Babies Mixed Up in Hospital, Families Decide to Raise Them Together

“The girls effectively grew up with four parents and eight grandparents, and the experiment worked.”

Caterina Alagna and Melissa Fodera, both 23 now, were raised by the wrong families for three years after a hospital mix-up in Mazara del Vallo, a fishing port in Sicily. The mothers realized the mistake when the girls were three years old, and swapped the toddlers back to the right families.
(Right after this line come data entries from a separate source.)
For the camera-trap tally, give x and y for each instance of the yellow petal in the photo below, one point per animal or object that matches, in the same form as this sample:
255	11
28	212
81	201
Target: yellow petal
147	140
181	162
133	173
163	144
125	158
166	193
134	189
Then, the biological families decided to raise the girls together.

“The girls effectively grew up with four parents and eight grandparents, and the experiment worked,” said Maura Caporiccio, author of Sisters Forever, a book about the girls’ story.

The two women were born 15 minutes apart on New Year’s Eve in 1998. Three years later, Marinella Alagna was picking up her daughter, Melissa, from nursery school and noticed a striking resemblance between another girl, Caterina, and her other two daughters. 

“I recognised Caterina’s mother, Gisella Fodera, from the maternity ward and got suspicious — 15 days later we did DNA tests and my mind went blank. It was too surreal, too impossible,” she said.

Initially, the situation was challenging and the families were not keen on the idea of swapping children. “I challenge anyone to raise a daughter for three years then give her up over a simple mistake,” said Fodera. 

The families then made the decision to gradually swap the girls and raise them together. The families grew increasingly close and the girls were inseparable. “We are a phenomenon. We have eight grandparents, two fathers, and two mothers,” said Caterina. 

Melissa said she and Caterina were told the truth when they were eight. “Today, neither of us have any memory of life before we were three,” she said.

“Today they are more like twins than sisters and there is a kind of love which binds the two families,” said Caporiccio.